Here we show a simple and effective protocol for the generation of human iPSCs from 3-4 ml of peripheral blood using a single lentiviral reprogramming vector. Reprogramming of readily available blood cells promises to accelerate the utilization of iPSC technology by making it accessible to a broader research community.
Through the ectopic expression of four transcription factors, Oct4, Klf4, Sox2 and cMyc, human somatic cells can be converted to a pluripotent state, generating so-called induced pluripotent stem cells (iPSCs)1-4. Patient-specific iPSCs lack the ethical concerns that surround embryonic stem cells (ESCs) and would bypass possible immune rejection. Thus, iPSCs have attracted considerable attention for disease modeling studies, the screening of pharmacological compounds, and regenerative therapies5.
We have shown the generation of transgene-free human iPSCs from patients with different lung diseases using a single excisable polycistronic lentiviral Stem Cell Cassette (STEMCCA) encoding the Yamanaka factors6. These iPSC lines were generated from skin fibroblasts, the most common cell type used for reprogramming. Normally, obtaining fibroblasts requires a skin punch biopsy followed by expansion of the cells in culture for a few passages. Importantly, a number of groups have reported the reprogramming of human peripheral blood cells into iPSCs7-9. In one study, a Tet inducible version of the STEMCCA vector was employed9, which required the blood cells to be simultaneously infected with a constitutively active lentivirus encoding the reverse tetracycline transactivator. In contrast to fibroblasts, peripheral blood cells can be collected via minimally invasive procedures, greatly reducing the discomfort and distress of the patient. A simple and effective protocol for reprogramming blood cells using a constitutive single excisable vector may accelerate the application of iPSC technology by making it accessible to a broader research community. Furthermore, reprogramming of peripheral blood cells allows for the generation of iPSCs from individuals in which skin biopsies should be avoided (i.e. aberrant scarring) or due to pre-existing disease conditions preventing access to punch biopsies.
Here we demonstrate a protocol for the generation of human iPSCs from peripheral blood mononuclear cells (PBMCs) using a single floxed-excisable lentiviral vector constitutively expressing the 4 factors. Freshly collected or thawed PBMCs are expanded for 9 days as described10,11 in medium containing ascorbic acid, SCF, IGF-1, IL-3 and EPO before being transduced with the STEMCCA lentivirus. Cells are then plated onto MEFs and ESC-like colonies can be visualized two weeks after infection. Finally, selected clones are expanded and tested for the expression of the pluripotency markers SSEA-4, Tra-1-60 and Tra-1-81. This protocol is simple, robust and highly consistent, providing a reliable methodology for the generation of human iPSCs from readily accessible 4 ml of blood.
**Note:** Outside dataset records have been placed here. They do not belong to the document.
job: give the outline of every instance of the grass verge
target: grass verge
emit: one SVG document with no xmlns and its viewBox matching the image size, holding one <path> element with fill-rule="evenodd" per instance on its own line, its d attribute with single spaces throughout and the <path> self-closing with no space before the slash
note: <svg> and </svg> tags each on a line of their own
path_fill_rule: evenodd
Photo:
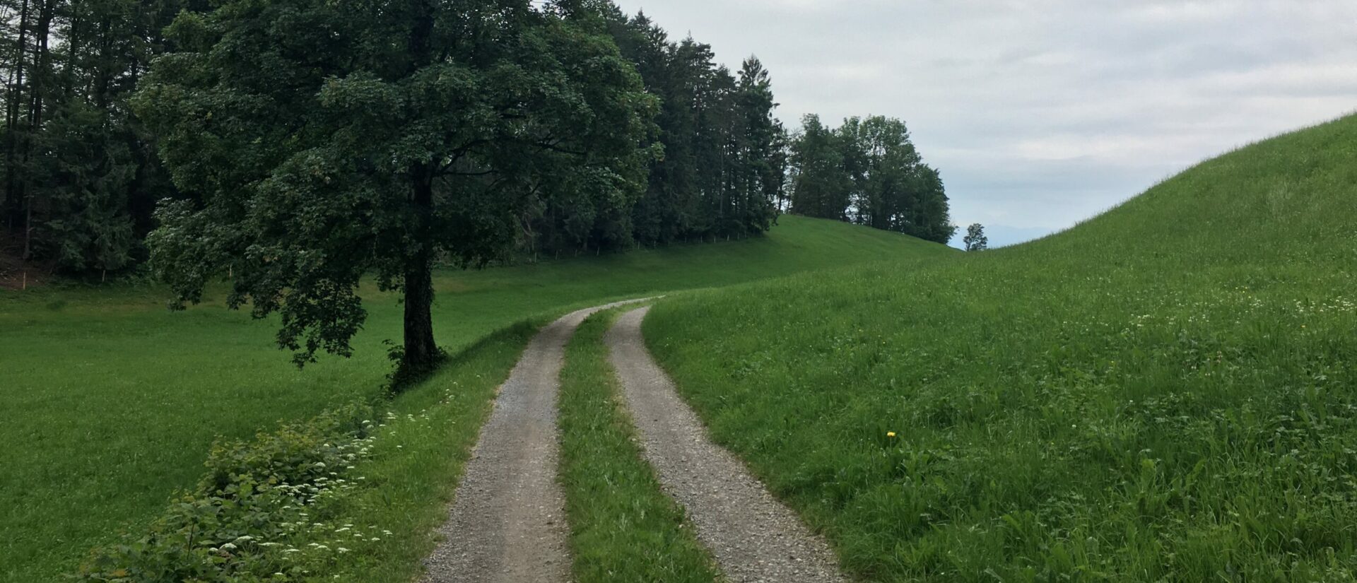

1. Isolation and Expansion of Peripheral Blood Mononuclear Cells (PBMCs)
DAY 0
DAY 3 and DAY 6
2. Transduction of PBMCs with STEMCCA Lentivirus
DAY 9
DAY 10
3. Plating Transduced Cells onto MEFs
DAY 11
DAY 12
DAY 14
~ DAY 20
4. Picking and Expansion of iPSC Clones
~ DAY 30 – 40
5. Immunofluorescence Staining for Pluripotency Markers
6. Excision of Integrated STEMCCA Vector
We demonstrate a simple and effective protocol for the generation of human iPSCs from PBMCs using a single lentiviral vector. Figure 1A shows a schematic representation of the protocol. The blood is collected into a BD Vacutainer CPT Cell Preparation Tube with sodium citrate, and after centrifugation, mononuclear cells can be collected from the interface between the polyester gel and the plasma (buffy coat) (Figure 1B). The isolated PBMCs are then expanded in culture for 9 days. Figure 2 compares PBMCs at day 0 and day 9, showing that the cells are noticeably dividing. Approximately 10-15 days post-transduction with the STEMCCA lentivirus, appearance of small bright colonies are observed, with still undefined colony morphology. Following the addition of hESC medium, hESC-like colonies can be easily identified (Figure 2D). Some of these colonies are mechanically picked, expanded and characterized for the expression of pluripotency markers such as SSEA-4, Tra-1-60 and Tra-1-81 (Figure 3). Using a brief Puromycin selection approach6, we are able to consistently obtain transgene-free iPSC clones as depicted in Figure 4.
Figure 1. Generation of human iPSCs from peripheral blood. A) Schematic representation of the protocol used to generate human iPSCs from peripheral blood mononuclear cells (PBMCs) using the STEMCCA vector. EM: Expansion Medium; GF: Growth Factors; RBC: Red Blood Cells; MEF: Mouse Embryonic Fibroblast; hESC: human Embryonic Stem Cell. B) BD Vacutainer CPT Cell Preparation Tube with sodium citrate used for the collection of whole blood and the separation of mononuclear cells. The separation occurs during centrifugation when the gel barrier separates the mononuclear cells and plasma from the denser blood components. After centrifugation, mononuclear cells and platelets can be isolated from a whitish layer (buffy coat) just under the plasma layer. Click here to view larger figure.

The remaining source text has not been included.